The following tips will help you clear wet leaves on your lawn in no time even during the rainy season.

  • If you have a small lawn, use a rake designed for raking both dry and wet leaves to collect the wet leaves. A rake with short tines or one that’s adjustable with a durable fiberglass handle to ensure it can withstand the stress of raking wet leaves.
  • If you have a large lawn, it’s better to use a leaf blower to collect the leaves and although you take more time than you would blowing dry leaves, it’s powerful and the best tool to get the job done faster and more efficiently.
  • If you want to mulch the wet leaves for your garden, rake or blow your leaves into 2-3 inches deep piles near your garden. This way you can use a mulching mower or leaf shredder to cut the leaves into tiny pieces, then use a rake or blower to mulch your garden.
  • If you want to remove the wet leaves on your lawn or create compost, pile the leaves on a tarp, then tie the corners of the tarp. This is easier than trying to rake the wet and heavy leaves into a trash bag or bin.

What to do with wet leaves

Mulching the leaves

In some cases, it’s not a good idea to mulch leaves for your grass, especially if they’re wet. Pile the leaves first instead of mulching them directly into your lawn. Wet shredded leaves can create a mat covering that can prevent moisture from getting into the soil. Use the side-discharge chute and direct it at a center point on your lawn, then mow from the outside perimeter inward. This will create one pile that you can easily bag and remove to other places for mulching. To ensure that the leaves have been shredded uniformly, make at least two passes across the leaves.

Creating a leaf mold

If you decide to bag the leaves, you can create leaf mold. However, Instead of using dry or damp leaves in your garden, create a pile and allow the leaves to decompose until they have the consistency of humus or damp soil. Mulching oak leaves on your lawn can make your soil more acidic, but since the leaves are partially decomposed, the pH of the leaf mold is relatively neutral which is perfect to provide nutrients to the soil. You can also use it as mulch, but its thick consistency will create a moisture barrier, but you can till the leaf mold into your garden to provide microorganism activity in your soil improving which will improve the soil structure.

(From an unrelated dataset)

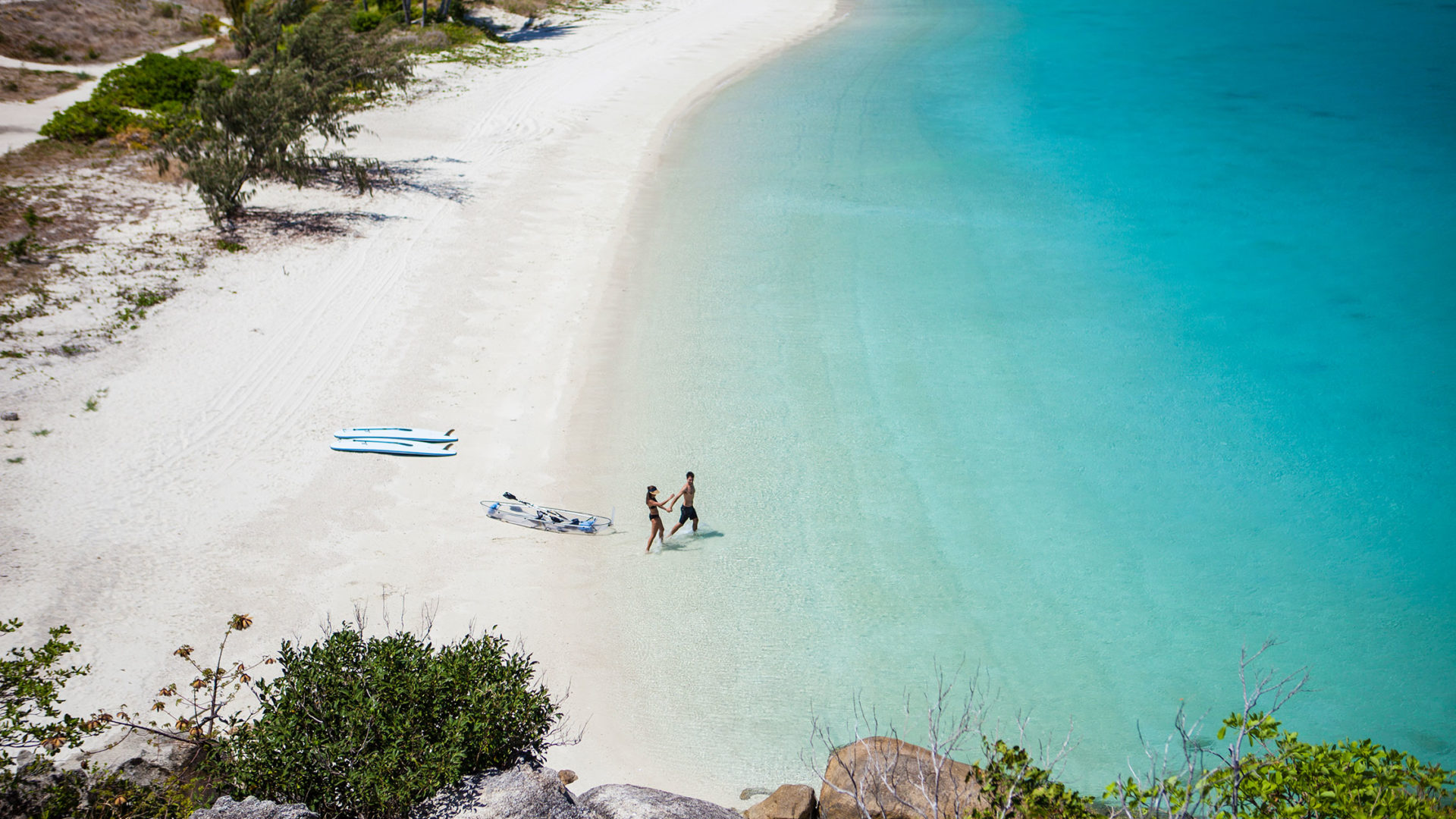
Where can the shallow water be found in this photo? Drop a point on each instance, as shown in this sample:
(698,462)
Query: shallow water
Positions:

Can a lawn vacuum pick up wet leaves?

A lawn vacuum is a great tool, especially when you want to mulch leaves. You don’t need to mulch the leaves because the lawn vacuum will suck up the leaves, mulch them, then collect them into a bag attached to the vacuum. The lawn vacuum is powerful enough to suck up the wet leaves, but it can clog the mulching device and since wet leaves can be heavy, they can become soggy and add weight to the collection bag attached to the vacuum. So if your leaf blower has the vacuum setting, it’s best to use it on dried leaves only.

Useful tools to help deal with leaves

Garden tool
Usefulness
Leaf scoops
Come as a pair and are made with high-impact plastic. They’re large that will fit around your hands and make it easy to scoop a large pile quickly.
Lawn sweeper
Can hold twice as much as a conventional bagger for quick and easy cleanup.
Leaf mulcher/shredder
Great for large outdoor gardens and eco-friendly landscapes. Excellent for mulching leaves
Leaf roof brush
Extended outdoor broom with a lightweight handle to help remove leaves from your roof
Reusable leaf chute
Affordable upright boxes and guides you can use to quickly fill up bags and mulchers with leaves. Very effective in cleanup projects

Final thoughts

Although you might opt to wait till the wet leaves on your lawn are dry to remove them, you might need to remove them when they’re wet. Instead of using a mower, there are other better gardening tools you can use to ensure your lawn is clear of wet leaves during the fall.

FAQ

What happens if you don’t clean up leaves?

Your grass can die and cause your lawn to have bare spots that will require reseeding resodding.

How long does it take leaves to decompose?

It takes 3-6 months for leaves to decompose in a compost pit, but it can take a year or more if you dump the leaves in a pile and don’t turn them or create a moist environment.